2.香港海柏渔业公司赔偿第三人上海翔远水产食品有限公司海鳗货款损失人民币346146.60元及其利息损失人民币54933.46元;该两项本息计人民币400247.24元,香港海柏渔业公司应在本判决书生效后10日内一次性给付,逾期按中国人民银行逾期付款规定加倍支付迟延履行期间的债务利息。
3.日本太海株式会社赔偿第三人上海翔远水产食品有限公司其他海鳗损失款人民币230764.40元及其利息损失人民币36622.31元,该两项本息计人民币267368.71元,日本太海株式会社应在本判决书生效后10日内一次性给付,逾期按中国人民银行逾期付款规定加倍支付迟延履行期间的债务利息。
4.驳回日本太海株式会社的诉讼请求和香港海柏渔业公司的反诉请求,双方的损失由其各自承担。
5.驳回第三人上海翔远水产食品有限公司的其他诉讼请求。
本案受理费本诉人民币15000元,由日本太海株式会社负担10000元,上海翔远水产食品有限公司负担5000元;反诉费人民币63900元,由香港海柏渔业公司负担。
(六)二审情况
1.二审诉辩主张
上诉人海柏公司上诉称:(1)翔远公司不具备本案诉讼主体资格,其申请扣船是错误的,应撤销原审裁定,并由翔远公司赔偿因此而造成的损失。(2)造成活海鳗死亡的责任在于承租人而非船东。(3)被上诉人未能提供商检证书,便不能证明该批活海鳗在装船前质量是好的。(4)上诉人已提供充分证据证明“海柏No.3”船是适载的。请求二审法院撤销原判,公正审理。

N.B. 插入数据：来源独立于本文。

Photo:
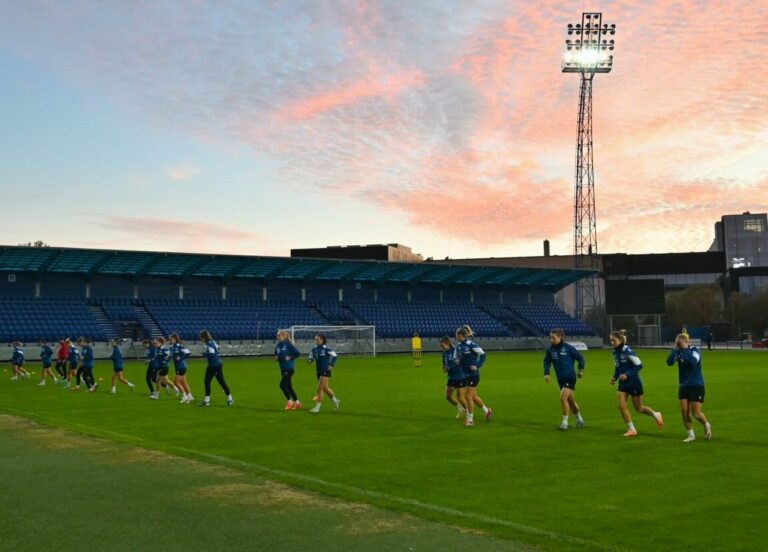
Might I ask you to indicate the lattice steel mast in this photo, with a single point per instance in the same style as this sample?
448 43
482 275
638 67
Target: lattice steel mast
587 54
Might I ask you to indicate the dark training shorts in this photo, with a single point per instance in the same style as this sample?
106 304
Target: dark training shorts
473 380
694 393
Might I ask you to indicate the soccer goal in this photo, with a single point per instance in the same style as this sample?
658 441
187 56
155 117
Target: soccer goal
345 340
648 335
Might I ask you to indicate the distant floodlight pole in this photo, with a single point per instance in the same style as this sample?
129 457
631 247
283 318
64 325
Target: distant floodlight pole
587 53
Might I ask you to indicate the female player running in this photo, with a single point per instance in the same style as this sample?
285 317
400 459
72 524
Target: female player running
73 358
628 366
286 354
151 362
215 369
456 381
691 390
564 355
180 354
118 367
162 362
326 360
471 357
46 355
87 366
17 360
61 360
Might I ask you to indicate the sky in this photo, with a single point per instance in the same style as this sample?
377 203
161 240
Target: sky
253 127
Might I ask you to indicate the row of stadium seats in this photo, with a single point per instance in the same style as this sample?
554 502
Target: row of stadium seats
50 319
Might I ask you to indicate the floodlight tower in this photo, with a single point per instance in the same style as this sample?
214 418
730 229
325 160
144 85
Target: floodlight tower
587 53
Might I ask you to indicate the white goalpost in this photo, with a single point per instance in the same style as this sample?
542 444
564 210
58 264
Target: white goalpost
345 340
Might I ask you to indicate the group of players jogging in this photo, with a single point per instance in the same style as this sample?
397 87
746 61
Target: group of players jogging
569 366
461 362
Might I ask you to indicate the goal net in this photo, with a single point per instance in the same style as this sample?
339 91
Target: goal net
345 340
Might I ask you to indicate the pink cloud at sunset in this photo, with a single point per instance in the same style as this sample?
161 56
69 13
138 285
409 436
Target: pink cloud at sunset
452 117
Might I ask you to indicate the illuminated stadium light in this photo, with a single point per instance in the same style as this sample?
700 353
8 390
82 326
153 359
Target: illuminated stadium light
588 51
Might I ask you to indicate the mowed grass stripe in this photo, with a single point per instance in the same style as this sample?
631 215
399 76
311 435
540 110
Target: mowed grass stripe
395 435
62 491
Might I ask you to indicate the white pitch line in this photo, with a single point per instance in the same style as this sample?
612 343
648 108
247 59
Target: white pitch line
371 494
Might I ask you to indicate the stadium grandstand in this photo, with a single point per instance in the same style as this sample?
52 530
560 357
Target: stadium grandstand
47 293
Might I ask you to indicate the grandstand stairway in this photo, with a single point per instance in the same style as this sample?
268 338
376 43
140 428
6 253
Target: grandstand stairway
151 327
101 318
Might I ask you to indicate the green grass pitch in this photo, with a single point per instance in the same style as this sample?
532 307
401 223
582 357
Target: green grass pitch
394 443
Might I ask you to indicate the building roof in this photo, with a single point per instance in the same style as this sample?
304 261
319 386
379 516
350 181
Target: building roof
90 262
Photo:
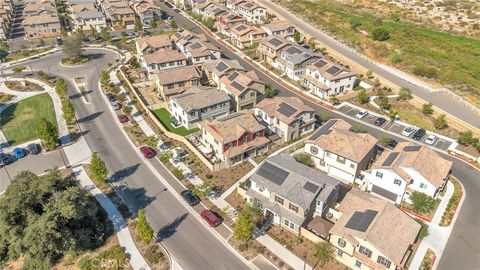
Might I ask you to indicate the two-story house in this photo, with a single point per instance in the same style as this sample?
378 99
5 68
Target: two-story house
291 193
283 29
409 168
288 117
245 89
372 233
174 81
326 79
340 152
269 49
198 103
234 138
294 60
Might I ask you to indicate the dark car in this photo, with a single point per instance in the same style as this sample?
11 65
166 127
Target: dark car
147 152
211 218
380 121
33 148
188 196
419 134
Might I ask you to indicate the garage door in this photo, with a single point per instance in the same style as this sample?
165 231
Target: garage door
384 193
335 172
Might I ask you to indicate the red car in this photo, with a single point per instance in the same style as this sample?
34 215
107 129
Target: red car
147 152
210 217
122 118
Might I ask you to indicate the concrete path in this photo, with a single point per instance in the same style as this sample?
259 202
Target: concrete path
136 259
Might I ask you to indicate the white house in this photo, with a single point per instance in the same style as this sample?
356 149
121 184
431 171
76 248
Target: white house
406 169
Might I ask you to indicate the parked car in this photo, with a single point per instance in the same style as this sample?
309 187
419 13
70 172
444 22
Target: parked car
147 152
361 114
5 159
33 148
18 152
419 134
191 199
408 131
380 121
122 118
430 140
211 218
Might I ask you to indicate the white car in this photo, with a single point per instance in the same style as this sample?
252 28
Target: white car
430 140
408 131
361 114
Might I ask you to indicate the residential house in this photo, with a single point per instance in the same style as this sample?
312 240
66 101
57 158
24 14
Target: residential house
280 28
291 193
215 70
176 80
372 234
198 103
409 168
294 60
244 35
270 48
234 138
326 79
245 89
288 117
151 44
340 152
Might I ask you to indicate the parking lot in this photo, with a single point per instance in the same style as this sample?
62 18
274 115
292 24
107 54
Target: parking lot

被上诉人翔远公司辩称:(1)翔远公司是本纠纷项下海鳗的实际货主,也是本次运输关系中的实际发货人,海鳗死亡给其造成了经济损失,故翔远公司是本案直接利害关系人。根据《民事诉讼法》的规定,其申请扣押“海柏No.3”船是合法的,一审将其列为第三人是正确的。(2)本纠纷项下的活海鳗已商检合格,海关已同意放行,同时根据一审法院调查已足以证明装上船的活海鳗状况是良好的。(3)商检部门对海鳗之死的原因已作出船舱不适载的结论,一审法院也对海鳗死亡的事实作了大量调查,并向有关专家咨询,印证了商检的结论,一审法院作出的综合性认定是合法、正确的。(4)海柏公司提供的船舶适载证明,未经公证、认证,该证据无效。(5)一审法院在认定船舶不适载和舱内水质不良的同时,判令承租人太海会社对死鱼损失承担40%的责任没有依据,也不合理。
2.二审事实和证据
福建省高级人民法院经审理查明:除已装船和空运到上海的活海鳗共计5450公斤外,对其余4736.5公斤海鳗的去向,以及是否存在损失等情况,当事人未能提供充分证据。其他查明的事实与一审基本一致。
3.二审判案理由
福建省高级人民法院认为:在本案的租船合同中,翔远公司作为活海鳗的实际货主,与本案有法律上的直接利害关系,作为第三人参加本案诉讼是合法的;其为维护自身合法权益申请诉前扣船,并得到太海会社的授权是符合法律规定的,一审法院对此问题的认定是正确的。根据马尾商检局的验残报告结论及法院查证,致使海鳗死亡是由于“海柏No.3”船舱内存有油漆气味,海水放置太久且供氧不良等综合因素造成的。海柏公司未按约定的用途提供适载的船舶;太海会社作为定期租船合同的承租人,负责船舶营运调度,在装船前上船察看过,对船舶技术状况未提异议,对船东提出的更换海水的建议未予采纳,因而对已装船所造成的鱼死亡双方都有过错,海柏公司和太海会社应对已装船海鳗死亡所造成的货款损失共同承担赔偿责任。上诉人提出其船舶适载的证明,不能证明“海柏No.3”船在马尾装货前也是适载的,其提出致鱼死亡的全部责任在于承租人的理由不能成立。翔远公司未能及时将海鳗运往日本造成一定的经济损失,太海会社和海柏公司应酌情适当给予补偿。上诉人提出的要求赔偿租金损失及因纠纷而支出的费用缺乏法律依据,予以驳回。据此,原审法院认定事实部分不清,应予改判。
4.二审定案结论
根据《中华人民共和国民事诉讼法》第一百五十三条第一款第(三)项的规定,福建省高级人法院作出如下判决:
(1)维持(1993)厦海法商初字第033号民事判决第一、四、五项。
(2)变更(1993)厦海法商初字第033号民事判决第二项为,海柏公司赔偿翔远公司海鳗货款人民币139292元及利息损失(自1993年7月6日起计至还款之日止,利率按中国人民银行同期一年期存款利率计算)。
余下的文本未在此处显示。